Hace un par de veranos me fui con dos amigas a Brasil. Fueron vacaciones gasoleras. Ninguna tenía un mango, como de costumbre. Alquilamos una habitación en un hotel con desayuno incluído.

Encaramos el buffet, cada una con un tupper dentro de la mochila. Después nos íbamos para Pitinga, una playa hermosa a la que pensábamos ir con nuestro almuerzo desde el hotel.
Arriba de la mesa de jugos, había un cartel que decía “prohibido llevarse comida del desayuno”. En mi mente sonó una puteada y les avisé a las chicas que no podíamos sacar nada señalandoles el cartel. Mi amiga Manti, muy relajada, dijo enseguida, “yo me llevo el sandwich igual, de última si me dicen algo… me hago la boluda y les digo que no había visto nada” y con total impunidad puso el tupper arriba de la mesa y empezó a armarse su almuerzo a la vista de todos.
Yo transpiraba de solo mirarla. Con la mano apoyada en mi ceja, haciéndome sombrerito en los ojos, creyendo que así no me veía nadie, le dije “boluda… se van a dar cuenta, escondé el tupper al menos”, ella se encogió de hombros y siguió poniéndole mayonesa al pan.
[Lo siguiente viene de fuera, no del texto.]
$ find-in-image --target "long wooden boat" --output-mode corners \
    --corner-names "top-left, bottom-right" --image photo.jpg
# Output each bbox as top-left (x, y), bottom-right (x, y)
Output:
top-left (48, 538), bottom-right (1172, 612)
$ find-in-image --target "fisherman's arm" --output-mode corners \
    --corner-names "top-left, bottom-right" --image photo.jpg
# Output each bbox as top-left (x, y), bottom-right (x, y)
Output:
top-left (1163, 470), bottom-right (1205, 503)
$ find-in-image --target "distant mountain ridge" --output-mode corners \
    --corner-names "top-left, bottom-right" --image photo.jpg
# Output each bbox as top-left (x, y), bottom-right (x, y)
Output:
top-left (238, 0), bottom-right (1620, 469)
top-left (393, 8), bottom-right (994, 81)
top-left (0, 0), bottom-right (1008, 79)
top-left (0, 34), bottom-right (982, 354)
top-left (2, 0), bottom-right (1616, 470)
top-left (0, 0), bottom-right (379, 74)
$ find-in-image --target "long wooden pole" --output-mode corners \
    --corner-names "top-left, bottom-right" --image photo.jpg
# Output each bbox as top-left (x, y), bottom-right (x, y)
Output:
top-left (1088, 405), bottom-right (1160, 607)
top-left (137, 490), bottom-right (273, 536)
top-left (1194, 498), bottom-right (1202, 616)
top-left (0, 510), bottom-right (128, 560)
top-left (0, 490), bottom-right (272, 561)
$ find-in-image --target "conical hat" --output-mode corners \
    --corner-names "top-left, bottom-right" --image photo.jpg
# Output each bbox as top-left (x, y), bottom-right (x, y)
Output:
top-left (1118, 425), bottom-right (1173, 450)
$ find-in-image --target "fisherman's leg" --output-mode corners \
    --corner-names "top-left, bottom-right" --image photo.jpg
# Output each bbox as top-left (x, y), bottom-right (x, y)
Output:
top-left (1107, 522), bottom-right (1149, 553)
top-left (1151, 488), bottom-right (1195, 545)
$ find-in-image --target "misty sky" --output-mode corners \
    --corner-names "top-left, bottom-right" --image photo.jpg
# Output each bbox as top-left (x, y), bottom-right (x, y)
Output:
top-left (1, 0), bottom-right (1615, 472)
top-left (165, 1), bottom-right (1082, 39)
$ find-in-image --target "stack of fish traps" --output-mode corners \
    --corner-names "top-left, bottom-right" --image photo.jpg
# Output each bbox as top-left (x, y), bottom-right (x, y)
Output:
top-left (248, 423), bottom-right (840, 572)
Yani es más parecida a mí, pero con los cachetes rojos, armó su sandwich, separó dos pancitos de queso y los metió en el tupper como si fuese una profesional del delito.
El día anterior habíamos quedado con un tachero, que nos pasaba a buscar a las diez de la mañana y nos llevaba a la playa. Faltaban diez minutos y yo con un nudo en la garganta.
No teníamos ningún mercadito cerca del hotel. Las chicas insistieron en que no pasaba nada, que el cartel estaba puesto para que la gente no abusara, pero que todo el mundo se estaba llevando cosas. Lo que decían era incomprobable pero sirvió. Junté ovarios y me armé un sandwich. El tupper lo tenía en la mochila que había puesto arriba de la mesa, sentía que con un movimiento ninja iba a poder meterlo ahí y nadie iba a darse cuenta. Después de dar mil vueltas y que el tiempo me estuviese pisando los talones, conté hasta tres… mentira, conté hasta como cincuenta y dije “¡YA!”, con un movimiento torpe cuando quise meter el sandwich, tiré la cuchara de la chocolatada al piso, TODOS me miraron y yo con el sandwich en la mano sintiendo que me habían descubierto robando un banco.
Las chicas estaban deshidratadas de tanto reirse, yo me quería morir. Segundo intento, miré a los costados para juntar valor y la vi a ella, una nena de unos ocho años que no me sacaba sus enormes ojos de encima. Tenía una sonrisa como diciendo “yo sé lo que estás tramando y quiero ver cómo lo hacés”. Estaba en la mesa de al lado con sus padres.
La miré, me hice la distraída, le dije algo a las chicas y cuando volví la vista, la piba seguía ahí, hicimos contacto visual por varios segundos, y sus ojos lejos de mirar para otro lado, no se despegaban de mí. Estuve a punto de sacarle la lengua hasta que me di cuenta que no solo no iba a solucionar nada si no que probablemente también iba a captar la atención de su familia.
Mientras nuestro duelo permanecía en pie, Yani apoyó su sombrero de paja arriba de mi plato y cuando lo levantó, el sandwich no estaba. Mi almuerzo se escondía donde iba la cabeza, lo apoyó arriba de la mochila y me dijo “ya está, dale que no queda nada”. Pensé, ¡qué genia!, nadie se dio cuenta, y en eso, la nena le estaba diciendo un secreto a la madre señalándome con el dedo.
Qué nena metida eh, ¿por qué no se va a hacer castillitos de arena?, pensaba.

Ya eran casi las diez, no supe cómo meter el sandwich en la mochila así que me guardé el sombrero. Agarramos nuestras cosas y camino a la salida, me saqué las ganas. Le di una patada a la silla de la nena y le dije “ay, perdoname corazón”, devolviéndole la sonrisa.